Ruth Lor Malloy is, among many other things, a former staff person of Canadian Friends Service Committee. Her life, full of justice and peace work, may inspire you. Her new book shares her story as a Chinese-Canadian who’s found Quakerism helpful in her struggle against racism. Ruth, 91, was awarded an honorary doctorate by York University earlier this year for her “tireless efforts to combat discrimination and promote equality in Canada and beyond.”
The following is a brief extract from Ruth’s new memoir Brightening My Corner: A Memoir of Dreams Fulfilled.
I worked for almost two years in the 1960s as a volunteer for the American Friends Service Committee sponsored Conferences and Seminars Program in Asia.
I helped arrange one of the diplomats’ conferences too. Its main purpose was to create an atmosphere where people who differed politically, religiously, and culturally could grow to understand and appreciate each other. We provided a neutral setting so they could discuss their differences as humans rather than as mouthpieces for their governments. Discussions were informal and everything was “off the record.” Each government covered the expenses of its own diplomats because countries felt their participation was important. We hoped the diplomats would get together and solve mutual problems and convince their governments to do likewise.
Our Indonesian conference was with medium-ranking diplomats at a mountain resort. We had counsellors and secretaries from 24 countries, both east and west, including the U.S. and the Soviet Union. They came together for ten days to discuss subjects like co-existence, technical aid, and the prospects for international law. Our speakers included university professors and government leaders. For two of our meetings, we had Dr. Han Suyin, author of A Many-Splendoured Thing. Her pro-Communist China views stimulated much discussion.

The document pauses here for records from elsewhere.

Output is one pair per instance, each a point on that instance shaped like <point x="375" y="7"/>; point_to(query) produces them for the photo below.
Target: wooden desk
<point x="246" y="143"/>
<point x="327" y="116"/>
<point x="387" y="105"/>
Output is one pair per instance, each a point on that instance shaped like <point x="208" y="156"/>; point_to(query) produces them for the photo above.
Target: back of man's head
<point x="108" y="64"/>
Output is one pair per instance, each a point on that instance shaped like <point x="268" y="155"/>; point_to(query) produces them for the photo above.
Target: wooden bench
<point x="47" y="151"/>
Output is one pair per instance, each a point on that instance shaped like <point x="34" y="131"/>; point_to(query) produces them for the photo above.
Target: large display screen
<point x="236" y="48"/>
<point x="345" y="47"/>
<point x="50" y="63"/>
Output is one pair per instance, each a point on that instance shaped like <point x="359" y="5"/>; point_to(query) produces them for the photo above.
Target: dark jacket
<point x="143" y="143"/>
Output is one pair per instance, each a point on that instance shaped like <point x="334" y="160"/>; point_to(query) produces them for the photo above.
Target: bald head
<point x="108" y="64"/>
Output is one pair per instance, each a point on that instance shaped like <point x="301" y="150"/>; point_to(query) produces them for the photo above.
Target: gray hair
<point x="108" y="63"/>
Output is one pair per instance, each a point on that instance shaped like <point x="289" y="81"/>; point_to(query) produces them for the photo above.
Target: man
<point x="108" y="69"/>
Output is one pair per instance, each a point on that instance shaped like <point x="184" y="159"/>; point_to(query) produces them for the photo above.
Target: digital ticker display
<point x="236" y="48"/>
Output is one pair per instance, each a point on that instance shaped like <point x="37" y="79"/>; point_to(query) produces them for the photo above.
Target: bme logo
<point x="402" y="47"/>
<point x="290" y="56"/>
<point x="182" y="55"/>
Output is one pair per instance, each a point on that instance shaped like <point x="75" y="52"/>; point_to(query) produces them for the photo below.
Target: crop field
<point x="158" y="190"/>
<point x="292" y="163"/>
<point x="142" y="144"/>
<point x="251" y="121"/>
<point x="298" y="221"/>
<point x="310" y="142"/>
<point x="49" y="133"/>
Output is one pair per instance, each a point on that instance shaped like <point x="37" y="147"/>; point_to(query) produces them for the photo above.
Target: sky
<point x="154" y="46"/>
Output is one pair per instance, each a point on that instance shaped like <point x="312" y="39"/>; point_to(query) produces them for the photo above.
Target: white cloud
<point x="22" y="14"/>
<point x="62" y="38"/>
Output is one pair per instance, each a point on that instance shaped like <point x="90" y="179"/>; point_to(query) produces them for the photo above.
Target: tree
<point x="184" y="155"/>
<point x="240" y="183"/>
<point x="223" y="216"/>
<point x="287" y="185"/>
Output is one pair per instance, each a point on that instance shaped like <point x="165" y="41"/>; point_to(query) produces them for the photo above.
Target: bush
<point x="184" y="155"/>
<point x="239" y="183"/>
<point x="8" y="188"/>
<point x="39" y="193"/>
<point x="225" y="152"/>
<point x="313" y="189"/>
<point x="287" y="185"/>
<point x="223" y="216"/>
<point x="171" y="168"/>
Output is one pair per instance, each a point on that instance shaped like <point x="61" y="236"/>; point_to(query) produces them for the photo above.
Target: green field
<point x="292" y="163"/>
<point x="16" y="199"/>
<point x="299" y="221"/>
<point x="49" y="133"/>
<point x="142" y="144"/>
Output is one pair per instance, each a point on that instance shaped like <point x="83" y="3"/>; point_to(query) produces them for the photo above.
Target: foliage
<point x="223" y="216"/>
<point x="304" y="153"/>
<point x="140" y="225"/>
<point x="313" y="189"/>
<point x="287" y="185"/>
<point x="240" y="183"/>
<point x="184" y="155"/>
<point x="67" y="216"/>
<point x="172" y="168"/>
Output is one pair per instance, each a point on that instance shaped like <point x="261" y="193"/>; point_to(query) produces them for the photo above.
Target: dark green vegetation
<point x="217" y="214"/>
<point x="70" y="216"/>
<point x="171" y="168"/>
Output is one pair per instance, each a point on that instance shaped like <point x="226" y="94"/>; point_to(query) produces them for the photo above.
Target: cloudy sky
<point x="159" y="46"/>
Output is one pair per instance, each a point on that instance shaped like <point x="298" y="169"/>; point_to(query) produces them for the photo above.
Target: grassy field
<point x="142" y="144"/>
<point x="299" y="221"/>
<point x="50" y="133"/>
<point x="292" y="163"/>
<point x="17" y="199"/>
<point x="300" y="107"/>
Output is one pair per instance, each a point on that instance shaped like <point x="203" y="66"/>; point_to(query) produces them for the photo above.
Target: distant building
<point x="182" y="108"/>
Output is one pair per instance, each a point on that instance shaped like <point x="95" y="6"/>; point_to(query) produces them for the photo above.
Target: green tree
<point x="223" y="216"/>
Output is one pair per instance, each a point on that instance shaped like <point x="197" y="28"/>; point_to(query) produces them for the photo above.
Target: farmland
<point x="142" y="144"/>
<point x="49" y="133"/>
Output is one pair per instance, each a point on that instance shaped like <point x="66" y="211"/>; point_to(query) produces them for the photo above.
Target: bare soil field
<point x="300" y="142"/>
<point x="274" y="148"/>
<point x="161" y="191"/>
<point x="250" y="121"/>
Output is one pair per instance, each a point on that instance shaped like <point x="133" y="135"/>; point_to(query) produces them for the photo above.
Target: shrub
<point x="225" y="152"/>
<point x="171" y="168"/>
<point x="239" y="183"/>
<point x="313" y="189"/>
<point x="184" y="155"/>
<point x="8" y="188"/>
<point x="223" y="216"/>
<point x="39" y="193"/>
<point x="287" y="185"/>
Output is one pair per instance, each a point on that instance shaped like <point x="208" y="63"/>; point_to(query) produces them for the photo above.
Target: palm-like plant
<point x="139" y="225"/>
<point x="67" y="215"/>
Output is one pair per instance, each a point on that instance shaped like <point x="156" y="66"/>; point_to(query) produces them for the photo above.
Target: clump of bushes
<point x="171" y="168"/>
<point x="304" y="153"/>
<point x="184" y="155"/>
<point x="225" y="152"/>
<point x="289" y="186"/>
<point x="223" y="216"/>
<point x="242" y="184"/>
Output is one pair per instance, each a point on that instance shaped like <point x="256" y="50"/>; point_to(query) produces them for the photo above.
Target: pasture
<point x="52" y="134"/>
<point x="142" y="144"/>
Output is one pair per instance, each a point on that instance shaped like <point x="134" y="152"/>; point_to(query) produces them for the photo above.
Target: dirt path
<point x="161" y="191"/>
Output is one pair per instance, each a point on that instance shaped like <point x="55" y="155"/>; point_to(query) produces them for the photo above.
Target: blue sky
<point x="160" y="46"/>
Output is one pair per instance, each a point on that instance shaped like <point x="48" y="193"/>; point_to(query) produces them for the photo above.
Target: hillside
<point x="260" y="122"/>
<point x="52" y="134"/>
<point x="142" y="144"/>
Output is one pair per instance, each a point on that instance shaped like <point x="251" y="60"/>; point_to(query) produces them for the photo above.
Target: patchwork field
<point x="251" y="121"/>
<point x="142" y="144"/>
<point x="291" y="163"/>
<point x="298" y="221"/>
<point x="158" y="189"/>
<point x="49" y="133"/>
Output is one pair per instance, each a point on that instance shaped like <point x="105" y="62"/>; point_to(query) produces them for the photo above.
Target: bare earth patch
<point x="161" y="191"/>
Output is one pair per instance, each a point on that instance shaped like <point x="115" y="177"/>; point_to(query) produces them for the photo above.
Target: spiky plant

Did the conferences help overcome any major conflicts? I don’t know, but it was gratifying to hear a socialist diplomat joke afterwards to a western one, “Before the conference, you were my enemy,” he said. “Now you are my friendly enemy.”
The seminars with the younger people were more relaxed. They were basically like the one in Port Dickson. We hoped to make these future leaders aware that the problems in their own countries were similar to those in other countries in the region; for example, in much of Asia, the education system was geared towards examinations and memorization of facts, with not much creative thinking. We invited scholars, journalists, and government officials to lead discussions on the value of minority groups, the prospects for regional cooperation, and the problem of overpopulation. We usually included the conflict between western values and traditional ones like love marriages versus arranged marriages. We, the organizers, did not take sides.
The results were very satisfying. It was really great to see a Pakistani and an Indian sit down and discover they had something more in common than their mutual disagreement on the Kashmir issue. Unfortunately, the Kashmir dispute still exists to this day.
It was also encouraging for us to hear a Thai delegate admit that she had altered her traditional hatred of the Chinese because she found some Chinese she liked. One of the most dramatic moments came when a Japanese student admitted he had come to Southeast Asia to tell people there about the shame some Japanese young people felt about the Japanese aggression. At our seminar, he met an actual victim for the first time. Hiroshi was stunned when he realized that his countrymen had killed the father of his new Singaporean friend. All he could say was “I’m sorry. I’m sorry.” The young Singapore man tried to console him. “It wasn’t your fault,” he said kindly.
Alas, although some world problems, like the admission of mainland China to the United Nations and the wiping out of smallpox have been solved, many of the problems we discussed still exist today, but we must not give up trying.